Sunday 17 May 2015

Badlands VII: The Sunless Land

It was the sound that woke him, the slow grinding of rock under the beast’s hooves, as though its feet were grinding the stones to fragments at every step.

It had been a long time since he had heard any noise, longer than he cared to think of, and for a while he was content to lean his head on the beast’s rough neck and simply let the rhythm of the hooves lull him back towards sleep. But he couldn’t fall asleep again. His mind insisted on thinking, and the thoughts would not let him go.

At last, without opening his eyes, he spoke. “Demon?”

There was no answer. He had not expected an answer.

“Beast,” he said then. “Beast, do you know what happened to her?”

The beast plodded on, hooves crunching. Slowly, unwillingly, he opened his eyes.

The darkness still lay around, as it had lain since the night of the storm, when they had been climbing up towards the pass.

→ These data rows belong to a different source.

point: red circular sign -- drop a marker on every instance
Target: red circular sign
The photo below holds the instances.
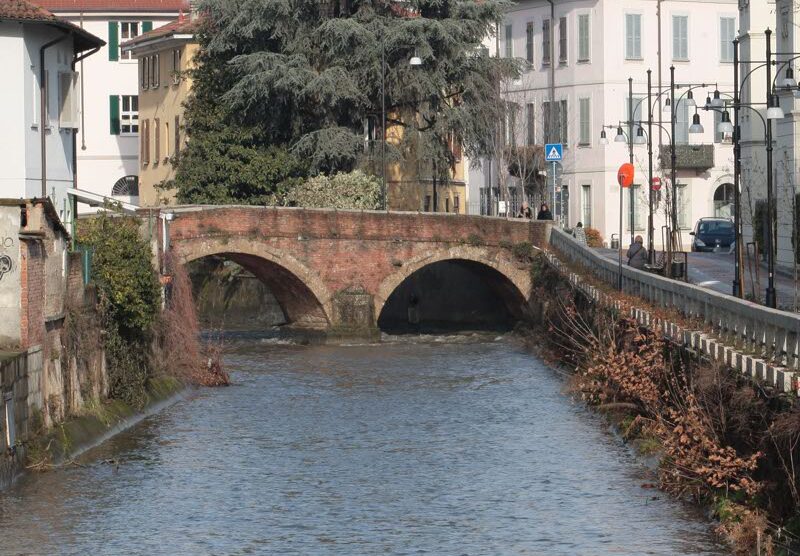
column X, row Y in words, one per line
column 625, row 175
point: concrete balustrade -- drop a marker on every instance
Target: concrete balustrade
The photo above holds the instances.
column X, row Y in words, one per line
column 759, row 341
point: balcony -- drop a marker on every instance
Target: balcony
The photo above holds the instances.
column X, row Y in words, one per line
column 688, row 157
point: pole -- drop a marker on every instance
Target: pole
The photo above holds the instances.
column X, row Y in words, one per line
column 771, row 302
column 384, row 192
column 673, row 172
column 738, row 283
column 619, row 252
column 553, row 198
column 650, row 231
column 630, row 153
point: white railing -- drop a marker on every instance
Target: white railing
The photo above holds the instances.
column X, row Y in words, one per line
column 752, row 328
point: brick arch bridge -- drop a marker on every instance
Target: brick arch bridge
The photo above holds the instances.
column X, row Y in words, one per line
column 336, row 269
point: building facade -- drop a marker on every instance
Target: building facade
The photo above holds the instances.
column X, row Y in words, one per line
column 109, row 137
column 578, row 57
column 164, row 56
column 40, row 54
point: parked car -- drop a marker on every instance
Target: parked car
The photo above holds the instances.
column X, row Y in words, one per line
column 711, row 233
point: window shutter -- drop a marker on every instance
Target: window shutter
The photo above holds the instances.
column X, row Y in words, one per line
column 113, row 102
column 113, row 41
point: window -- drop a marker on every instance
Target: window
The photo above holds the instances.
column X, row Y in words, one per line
column 512, row 112
column 176, row 66
column 129, row 115
column 639, row 208
column 530, row 124
column 166, row 141
column 127, row 31
column 176, row 132
column 682, row 123
column 157, row 136
column 68, row 100
column 639, row 103
column 546, row 42
column 723, row 201
column 684, row 206
column 680, row 37
column 529, row 43
column 154, row 72
column 727, row 32
column 583, row 38
column 126, row 187
column 145, row 143
column 585, row 117
column 144, row 67
column 586, row 205
column 633, row 36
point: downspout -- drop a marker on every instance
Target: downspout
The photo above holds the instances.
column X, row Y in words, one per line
column 660, row 108
column 43, row 116
column 552, row 75
column 74, row 201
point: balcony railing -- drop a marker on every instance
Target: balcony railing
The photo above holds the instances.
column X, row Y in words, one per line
column 688, row 157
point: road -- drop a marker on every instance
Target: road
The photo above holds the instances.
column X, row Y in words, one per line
column 715, row 272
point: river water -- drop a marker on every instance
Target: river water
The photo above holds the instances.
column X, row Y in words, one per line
column 443, row 447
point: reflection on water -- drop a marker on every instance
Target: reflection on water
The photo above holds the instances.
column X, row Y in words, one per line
column 459, row 447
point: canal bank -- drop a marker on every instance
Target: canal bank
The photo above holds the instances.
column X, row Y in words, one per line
column 456, row 445
column 723, row 439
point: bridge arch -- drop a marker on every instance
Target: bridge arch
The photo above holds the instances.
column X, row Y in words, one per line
column 511, row 281
column 302, row 295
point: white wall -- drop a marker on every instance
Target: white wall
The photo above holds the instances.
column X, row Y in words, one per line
column 604, row 80
column 104, row 158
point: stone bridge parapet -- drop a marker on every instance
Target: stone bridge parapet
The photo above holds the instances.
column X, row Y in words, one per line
column 336, row 268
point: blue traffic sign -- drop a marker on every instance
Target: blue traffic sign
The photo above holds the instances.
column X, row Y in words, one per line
column 553, row 152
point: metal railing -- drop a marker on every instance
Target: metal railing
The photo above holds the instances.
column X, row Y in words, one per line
column 751, row 328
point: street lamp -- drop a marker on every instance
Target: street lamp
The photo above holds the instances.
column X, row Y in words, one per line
column 413, row 62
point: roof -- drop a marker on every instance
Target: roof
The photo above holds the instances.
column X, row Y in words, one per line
column 114, row 5
column 27, row 12
column 188, row 25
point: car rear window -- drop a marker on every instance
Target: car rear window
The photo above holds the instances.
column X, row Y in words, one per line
column 716, row 227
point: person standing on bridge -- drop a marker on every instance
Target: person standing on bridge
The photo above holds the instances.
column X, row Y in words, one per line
column 637, row 253
column 544, row 213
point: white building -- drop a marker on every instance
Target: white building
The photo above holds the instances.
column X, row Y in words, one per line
column 597, row 46
column 40, row 108
column 108, row 141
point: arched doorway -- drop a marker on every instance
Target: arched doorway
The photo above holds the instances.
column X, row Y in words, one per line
column 723, row 200
column 453, row 294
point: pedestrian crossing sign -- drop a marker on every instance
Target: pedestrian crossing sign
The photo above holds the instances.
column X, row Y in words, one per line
column 553, row 152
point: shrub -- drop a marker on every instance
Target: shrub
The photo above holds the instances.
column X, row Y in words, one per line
column 593, row 238
column 129, row 300
column 353, row 190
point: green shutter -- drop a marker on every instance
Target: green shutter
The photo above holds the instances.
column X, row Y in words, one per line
column 113, row 41
column 113, row 102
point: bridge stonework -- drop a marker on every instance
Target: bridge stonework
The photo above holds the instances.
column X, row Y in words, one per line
column 336, row 269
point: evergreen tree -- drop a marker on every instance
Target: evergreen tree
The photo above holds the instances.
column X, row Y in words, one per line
column 293, row 84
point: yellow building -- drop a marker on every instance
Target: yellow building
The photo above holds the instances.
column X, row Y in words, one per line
column 164, row 54
column 410, row 187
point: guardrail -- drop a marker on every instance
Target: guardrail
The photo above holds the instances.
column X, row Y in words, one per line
column 752, row 328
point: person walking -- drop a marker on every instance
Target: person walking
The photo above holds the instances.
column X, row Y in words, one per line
column 544, row 213
column 637, row 253
column 579, row 233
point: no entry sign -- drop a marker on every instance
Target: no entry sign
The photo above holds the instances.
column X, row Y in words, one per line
column 625, row 175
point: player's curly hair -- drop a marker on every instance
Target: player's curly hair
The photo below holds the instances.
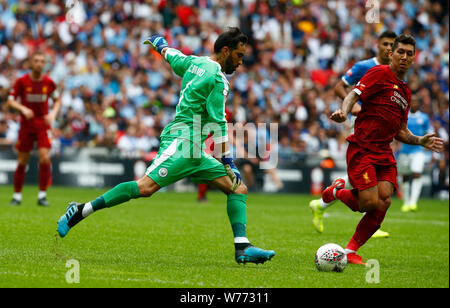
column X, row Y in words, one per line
column 230, row 38
column 404, row 39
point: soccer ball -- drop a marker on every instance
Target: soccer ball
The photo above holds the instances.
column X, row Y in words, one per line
column 331, row 257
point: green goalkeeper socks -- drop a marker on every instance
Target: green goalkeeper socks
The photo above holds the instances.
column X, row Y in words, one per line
column 237, row 213
column 119, row 194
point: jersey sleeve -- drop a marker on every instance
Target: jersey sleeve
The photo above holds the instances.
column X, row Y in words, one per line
column 353, row 75
column 215, row 107
column 54, row 93
column 367, row 86
column 178, row 61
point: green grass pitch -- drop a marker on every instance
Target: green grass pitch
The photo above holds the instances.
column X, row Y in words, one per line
column 169, row 240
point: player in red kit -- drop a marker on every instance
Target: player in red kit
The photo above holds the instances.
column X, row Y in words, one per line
column 371, row 166
column 30, row 97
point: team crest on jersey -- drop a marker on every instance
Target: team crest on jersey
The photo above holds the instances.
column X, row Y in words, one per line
column 163, row 172
column 366, row 178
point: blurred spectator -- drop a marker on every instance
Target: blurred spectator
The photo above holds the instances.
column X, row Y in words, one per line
column 119, row 93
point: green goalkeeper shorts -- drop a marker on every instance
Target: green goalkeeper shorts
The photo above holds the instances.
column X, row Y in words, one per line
column 179, row 158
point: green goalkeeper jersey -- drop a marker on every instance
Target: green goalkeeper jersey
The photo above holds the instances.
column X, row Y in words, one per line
column 201, row 107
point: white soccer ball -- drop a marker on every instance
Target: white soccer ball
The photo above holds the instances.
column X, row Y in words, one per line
column 331, row 257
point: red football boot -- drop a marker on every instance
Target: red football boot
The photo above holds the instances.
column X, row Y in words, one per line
column 353, row 258
column 328, row 195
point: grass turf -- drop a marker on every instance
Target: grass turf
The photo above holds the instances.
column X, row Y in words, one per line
column 169, row 240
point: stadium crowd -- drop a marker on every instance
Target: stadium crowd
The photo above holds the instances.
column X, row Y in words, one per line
column 118, row 93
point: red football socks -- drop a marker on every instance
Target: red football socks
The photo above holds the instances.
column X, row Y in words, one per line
column 368, row 225
column 349, row 198
column 45, row 176
column 19, row 178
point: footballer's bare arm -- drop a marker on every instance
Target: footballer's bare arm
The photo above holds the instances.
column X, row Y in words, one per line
column 429, row 141
column 163, row 52
column 340, row 115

The lightning had run like rivers of light down from the sky. And then it had faded, the storm had withered away, and after a while he’d realised that he and the beast were alone.

It wasn’t totally dark, so at least, he thought, he hadn’t gone blind. Very far away, stark black shapes rose against a faint greenish glimmer, like cliffs outlined against the horizon. In the flickering, almost invisible glow, vague things could be made out on the plain, the outlines of rocks and dark channels which might be cracks or rivers. The beast plodded on, as though it could see. At least, he thought, it hadn’t broken a leg in a crevice or fallen into a chasm, which meant it was doing better than he might have been.

“Demon?” he called again into the silent dark. “Where are you, demon?”

And then, suddenly, she was there.

At first he didn’t realise it was she, and even when he understood it, he could scarcely believe it. This wasn’t the red-gold horned woman with the barbed tail and the hair like flames. This wasn’t even the other forms in which she sometimes appeared, as though in sport. This was a shadow so attenuated that in the greenish horizon-glow it was scarcely distinguishable at all. And when she spoke, her voice was so faint as to be a whisper on the edge of consciousness, drifting beyond the limits of hearing.

“Man,” she whispered. “ Can you hear me?”

“Demon!” he shouted. “You’re back!”

But she wasn’t back, and even as the words left his lips he knew she wasn’t. “Where are you?” he asked.

“...prisoner,” she whispered. “In the Hall of Shadows. find energy enough to talk.”

“Hall of Shadows?” he asked blankly. “And you’re a prisoner? You?

“Many of us,” her shadow said, dissipating almost to nothing. Her voice was even weaker now. “Can’t stay long...I’ve no strength left.”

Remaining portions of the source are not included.